Germany to be '30% short' of gas, say experts
Gas prices have surged across Europe as Russia has cut supplies to the continent along the Nord Stream pipeline. Power prices rose 19% in Germany in the first week of July alone and have almost tripled this year, according to Bloomberg.
Jason, a student in Germany, was also asked if he would buy an electric heater.
"Not everyone can afford to buy it," he said. "But if you have the money, take it," he said.
Gas shipments to Germany through Nord Stream -- the country's key source of Russian gas -- have been significantly cut by Moscow, which it says is due to "technical reasons".
But the German government says this is a "political decision" intended to influence the arm wrestling between Moscow and Western countries over the war in Ukraine.
"We will probably be 30% short of natural gas this winter," said oil and gas expert Thomas O'Donnel. "This means that not everyone will have access to gas and there will be rationing and distribution."
"Consumers will feel the impact," he said. "Already in Berlin or in Germany, we have been told that thermostats should be reduced from 22 degrees Celsius to 17, maybe lower."
It comes as other EU countries introduce measures to cut energy consumption and reduce their dependency on Russian gas.
Brussels has asked all 27 member states to cut their gas consumption by 15% ahead of what is tipped to be a challenging winter.
A controversy was sparked in Spain on Tuesday when the government banned air conditioning from dropping below 27°C in a bid to slash energy consumption, while France has ordered air-conditioned shops to close their doors.
Experts warn against using electric heaters
Experts have told Euronews that the purchase of electric heaters could end up costing consumers dearly.

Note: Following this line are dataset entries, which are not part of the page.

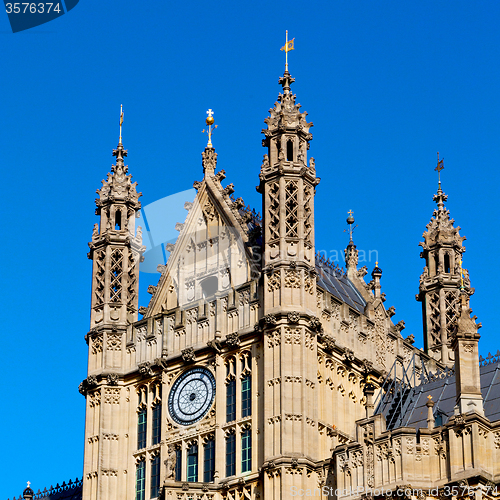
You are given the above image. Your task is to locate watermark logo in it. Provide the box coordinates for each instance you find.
[3,0,79,33]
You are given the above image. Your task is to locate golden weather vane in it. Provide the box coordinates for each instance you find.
[435,151,444,186]
[202,109,218,148]
[119,104,124,144]
[280,30,295,71]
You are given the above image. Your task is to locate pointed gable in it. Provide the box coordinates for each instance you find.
[144,146,261,317]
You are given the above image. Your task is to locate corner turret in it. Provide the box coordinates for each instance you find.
[416,155,473,366]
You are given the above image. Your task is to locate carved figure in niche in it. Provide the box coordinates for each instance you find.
[262,154,269,169]
[165,444,177,479]
[92,223,99,239]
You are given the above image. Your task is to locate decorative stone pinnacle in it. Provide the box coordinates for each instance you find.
[112,141,128,164]
[433,185,448,211]
[278,70,295,94]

On average, it costs three times as much to run a fan heater as a gas heater for the same amount of heat, and there is another problem: if too many of these devices are switched on at the same time, there is a risk of massive power outages.
That's according to Dr Martin Kleimaier, head of the electric power generation and storage division at the VDE Association, who said Germany's power supply was "not designed for a simultaneous additional load".
Additionally and in an unusual move, several trade associations -- who would normally promote the interests of electric heater manufacturers -- have warned consumers against buying electric heaters.